There comes a point, when traveling, that you simply cease to care. You may find that everything in your suitcase inexplicably smells like sauerkraut, or that you are sharing a train car with a guy who you are absolutely certain has a hacked up body in his bag, and provided none of those things prevent you from getting to your next hotel/shower/meal, they do not bother you at all. (If they do threaten to come between you and your destination, beware. I’ve gone from exhausted and apathetic to crazy-ninja-attack-mode in 3 seconds).

In my personal experience, it takes me roughly six or seven days on the road to reach a point of imperviousness. After that, my response to most things is, “meh.”

Packing mishap has led me to wear the same pair of ill-advised skinny jeans for 6 days in a row? Meh.

Inexplicably on a subway to Queens, when I really meant to go to Chelsea? Fine. I’ll check out Queens.

Accidentally found ourselves eating baby horse (after a translation mishap in Venice)? Whatever. Pass the eel (yes, we also ordered eel. Many mistakes were made on that night, long ago. It was awesome).

All it takes is six or seven days on the road, usually. That’s all it takes for you to be so exhausted, or worn out, or jaded that you become a little bit invincible. But I’ve found that both Rand and I can reach this state of not-giving-a-rat’s-ass much sooner if we’ve taken several trips in a row. On our last venture to Italy, sandwiched between several other trips, we found ourselves not caring after roughly 24 hours. It why was, when we entered our hotel room  in San Marino and saw this, that we didn’t freak out:

Rand and I stared blankly for a second at our fold-out bed.

He sighed.

“Whatever.”

It was kind of liberating, actually.

“I’m going to take a shower,” I said, wandering through a doorway at the left, which I assumed led to the bathroom.

“Um, Rand?”

“Yeah?”

“You know there’s another room in here, right?”

In our state of not giving-a-crap, we hadn’t noticed it. Our suite had a sofa bed in it, and because it was pulled out and made, we assumed that was our bed. In reality, we had an entire other bedroom (complete with a real, non-convertible bed) at our disposal.

Rand decided to test it out, immediately. Fully clothed. Possibly while still wearing his shoes.

Good news: the bed worked great.

And not a single f#ck was given that day.

Leave a Comment

  • Lol, i love this aspect of travel — when little things that would matter back home cease to bother you.
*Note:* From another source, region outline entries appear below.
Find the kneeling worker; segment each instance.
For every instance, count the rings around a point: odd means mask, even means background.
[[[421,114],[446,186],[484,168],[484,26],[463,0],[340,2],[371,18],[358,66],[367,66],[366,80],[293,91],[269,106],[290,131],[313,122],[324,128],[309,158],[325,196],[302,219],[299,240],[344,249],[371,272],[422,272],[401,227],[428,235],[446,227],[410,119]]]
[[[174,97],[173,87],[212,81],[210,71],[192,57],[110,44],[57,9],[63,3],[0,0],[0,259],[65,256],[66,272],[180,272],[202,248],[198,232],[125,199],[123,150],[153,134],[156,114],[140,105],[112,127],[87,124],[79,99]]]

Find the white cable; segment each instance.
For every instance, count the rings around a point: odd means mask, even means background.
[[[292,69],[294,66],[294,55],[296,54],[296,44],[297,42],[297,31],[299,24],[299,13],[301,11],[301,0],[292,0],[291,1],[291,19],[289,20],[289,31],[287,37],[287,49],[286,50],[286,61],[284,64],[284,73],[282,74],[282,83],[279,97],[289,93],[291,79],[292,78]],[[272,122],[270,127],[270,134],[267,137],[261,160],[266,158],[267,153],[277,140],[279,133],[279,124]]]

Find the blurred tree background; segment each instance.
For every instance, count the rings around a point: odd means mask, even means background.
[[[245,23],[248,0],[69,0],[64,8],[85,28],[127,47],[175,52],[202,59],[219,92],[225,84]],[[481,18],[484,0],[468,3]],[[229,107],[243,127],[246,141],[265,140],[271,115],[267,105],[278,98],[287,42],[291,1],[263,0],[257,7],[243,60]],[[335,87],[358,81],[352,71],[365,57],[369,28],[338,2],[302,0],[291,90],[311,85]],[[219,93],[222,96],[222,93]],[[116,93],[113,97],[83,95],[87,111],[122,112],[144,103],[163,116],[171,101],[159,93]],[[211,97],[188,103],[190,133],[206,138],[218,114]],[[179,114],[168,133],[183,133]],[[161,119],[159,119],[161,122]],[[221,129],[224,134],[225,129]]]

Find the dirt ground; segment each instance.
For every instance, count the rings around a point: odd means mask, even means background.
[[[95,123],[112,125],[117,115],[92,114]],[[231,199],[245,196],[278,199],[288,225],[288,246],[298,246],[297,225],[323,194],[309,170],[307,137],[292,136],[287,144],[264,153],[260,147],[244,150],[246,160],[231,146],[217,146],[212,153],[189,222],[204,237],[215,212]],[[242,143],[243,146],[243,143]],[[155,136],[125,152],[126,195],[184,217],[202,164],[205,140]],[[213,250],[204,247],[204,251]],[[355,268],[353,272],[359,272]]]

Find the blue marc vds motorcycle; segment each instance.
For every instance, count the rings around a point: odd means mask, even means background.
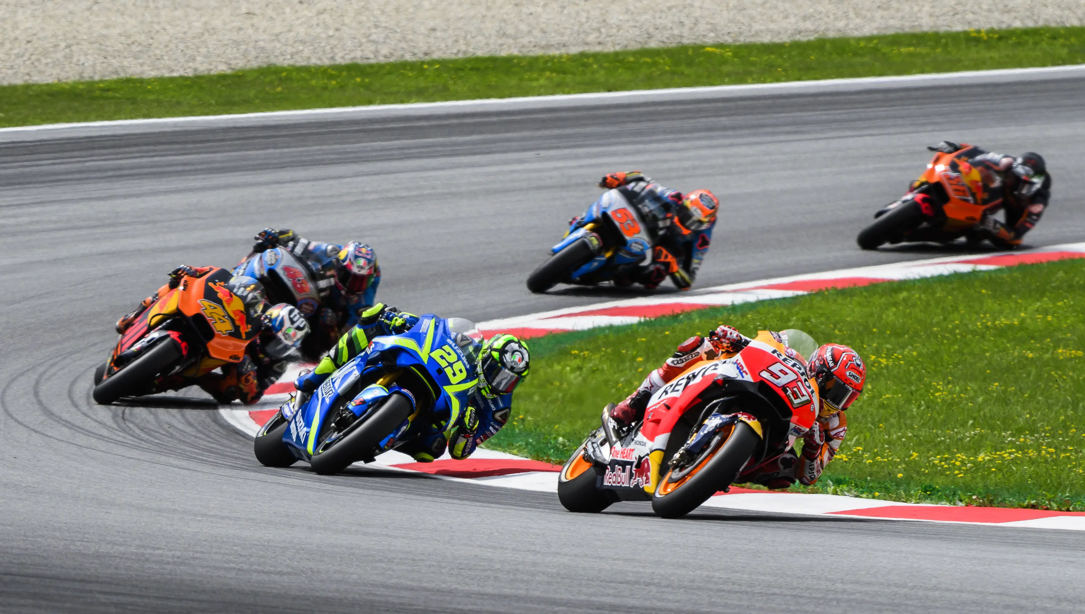
[[[651,261],[652,246],[668,224],[625,188],[609,190],[550,248],[550,259],[527,277],[527,289],[557,284],[591,286]]]
[[[447,437],[477,386],[481,348],[473,323],[433,314],[403,335],[374,337],[316,392],[297,393],[279,408],[256,434],[256,459],[267,467],[304,460],[327,475],[372,462],[437,422]]]

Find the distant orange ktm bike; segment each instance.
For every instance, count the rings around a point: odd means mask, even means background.
[[[859,247],[960,237],[979,240],[975,224],[1003,206],[1003,190],[991,170],[982,161],[973,164],[981,154],[971,146],[953,154],[935,153],[908,193],[875,213],[875,223],[859,233]]]
[[[194,379],[240,363],[263,323],[248,317],[242,300],[226,288],[230,277],[226,269],[214,269],[159,291],[94,371],[94,401],[106,405],[162,392],[165,378]]]

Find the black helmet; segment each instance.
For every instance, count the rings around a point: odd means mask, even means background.
[[[490,399],[508,394],[527,377],[527,343],[512,335],[496,335],[478,353],[480,390]]]
[[[1032,196],[1043,185],[1047,179],[1047,165],[1044,156],[1035,152],[1025,152],[1013,160],[1013,174],[1019,179],[1014,193],[1018,196]]]

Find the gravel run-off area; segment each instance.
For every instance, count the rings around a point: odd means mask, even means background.
[[[0,0],[0,83],[1085,24],[1085,0]]]

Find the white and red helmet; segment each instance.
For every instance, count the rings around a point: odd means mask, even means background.
[[[353,240],[346,244],[335,260],[339,261],[336,279],[353,295],[365,292],[378,275],[376,254],[373,248],[362,243]]]
[[[826,343],[814,352],[809,373],[821,399],[820,416],[831,416],[851,407],[863,394],[867,367],[859,353],[839,343]]]

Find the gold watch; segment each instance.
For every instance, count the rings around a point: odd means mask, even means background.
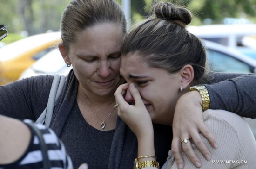
[[[200,93],[202,100],[202,111],[210,108],[211,101],[206,87],[203,85],[194,86],[189,88],[190,91],[198,91]]]
[[[138,160],[135,160],[135,165],[136,169],[140,169],[142,168],[148,167],[155,167],[159,169],[159,164],[156,161],[144,161],[139,162]]]

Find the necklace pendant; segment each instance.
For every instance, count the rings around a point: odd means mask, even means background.
[[[105,121],[102,121],[101,124],[101,129],[104,130],[105,129],[106,125],[105,125]]]

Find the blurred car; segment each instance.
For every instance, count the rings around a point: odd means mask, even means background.
[[[40,34],[0,49],[0,85],[17,80],[25,70],[51,51],[50,48],[60,42],[60,32]]]
[[[45,65],[47,65],[46,67]],[[58,73],[67,75],[72,69],[67,67],[61,53],[54,49],[39,59],[34,64],[24,71],[19,79],[39,75],[54,75]]]
[[[222,45],[206,40],[203,42],[207,49],[207,54],[210,67],[213,71],[226,73],[256,73],[256,60]],[[67,75],[71,69],[72,67],[67,67],[60,51],[55,49],[26,70],[20,79],[55,73]]]
[[[217,43],[204,41],[213,71],[226,73],[256,73],[256,59]]]
[[[203,39],[222,44],[256,59],[256,25],[212,25],[189,26]]]
[[[204,43],[210,67],[213,70],[229,73],[256,73],[256,59],[214,42],[205,40]],[[67,66],[60,51],[55,49],[25,70],[20,79],[56,73],[67,75],[71,69],[72,67]],[[245,119],[256,138],[256,119]]]

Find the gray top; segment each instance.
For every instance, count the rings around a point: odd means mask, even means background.
[[[211,81],[206,83],[217,82],[240,75],[213,73]],[[0,86],[0,113],[17,119],[35,120],[47,106],[53,80],[53,76],[41,75]],[[111,169],[132,168],[133,161],[137,157],[135,136],[119,118],[114,130],[98,131],[90,126],[82,118],[76,103],[78,84],[72,70],[66,77],[50,125],[64,142],[74,168],[87,163],[90,169],[106,168],[108,165]],[[207,85],[212,102],[211,108],[224,109],[244,117],[256,118],[256,95],[253,94],[256,88],[252,87],[253,84],[256,84],[256,74]],[[172,129],[157,125],[154,125],[154,130],[156,156],[162,166],[171,149]]]

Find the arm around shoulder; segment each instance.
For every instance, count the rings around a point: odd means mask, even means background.
[[[216,77],[210,83],[218,82],[204,85],[211,100],[210,108],[225,110],[243,117],[256,118],[256,74],[243,75],[235,78],[233,76],[237,74],[214,75]],[[233,78],[219,82],[218,79],[223,80],[225,77]]]

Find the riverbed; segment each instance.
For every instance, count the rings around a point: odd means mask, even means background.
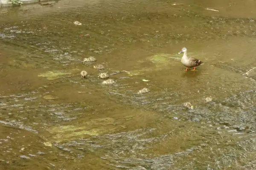
[[[256,169],[256,3],[206,2],[0,9],[1,169]]]

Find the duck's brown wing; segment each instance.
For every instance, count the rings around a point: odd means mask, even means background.
[[[195,66],[200,66],[203,62],[201,61],[200,60],[197,59],[196,58],[195,58],[193,57],[192,57],[190,58],[190,61],[191,61],[192,63],[193,63],[193,65]]]

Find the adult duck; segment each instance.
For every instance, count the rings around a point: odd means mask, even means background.
[[[181,58],[181,63],[186,67],[186,68],[185,69],[186,71],[187,71],[189,68],[192,67],[194,68],[193,71],[195,71],[195,67],[202,64],[203,62],[199,60],[198,60],[193,57],[188,57],[187,55],[187,50],[186,48],[183,47],[182,49],[181,49],[181,51],[179,52],[179,54],[184,52],[183,56],[182,56],[182,58]]]

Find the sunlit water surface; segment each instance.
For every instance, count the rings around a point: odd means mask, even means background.
[[[256,169],[256,3],[194,1],[1,9],[1,170]]]

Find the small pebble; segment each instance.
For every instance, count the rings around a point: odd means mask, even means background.
[[[183,104],[183,106],[189,109],[194,109],[194,107],[192,106],[192,104],[189,102],[184,103]]]
[[[76,21],[74,21],[73,23],[76,26],[81,26],[82,24],[76,20]]]

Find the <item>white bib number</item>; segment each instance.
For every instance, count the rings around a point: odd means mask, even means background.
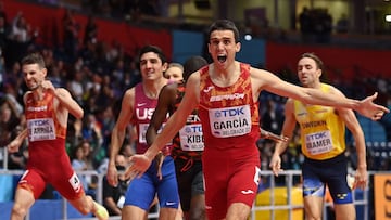
[[[216,138],[250,133],[251,112],[249,105],[210,109],[211,131]]]

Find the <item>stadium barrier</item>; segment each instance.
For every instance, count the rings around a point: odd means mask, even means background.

  • Reminds me of an episode of Futurama where Frye moves in with Bender and the spend the night Bender’s apartment which is a broom closet. The next morning Frye discovers a door and asks where it leads. Bender says it’s just a closet. Frye opens it and it’s a giant apartment with floor-to-ceiling windows looking out over the city.

    My entire life is lived through cartoon references. You wanna fight about it?

    • Also, my grammar in the above post is atrocious and I am embarrassed by it.

      • Everywhereist

        Okay, confession time? Yes. It’s confession time.

        I have been thinking about that episode nearly non-stop lately, mostly because a lot of the place we looked at in our apt-search were SUPER tiny (me, to Rand, “I keep expecting us to open up a closet and find THAT’S where all the square footage is.”) Seriously, it’s come up at least a dozen times. So don’t feel dorky at all about that.

        Also, saw my bro last week, and we communicated almost exclusively in Simpsons/Futurama quotes, when he wasn’t inadvertently insulting me. Made me miss you, actually. But I won’t admit to that.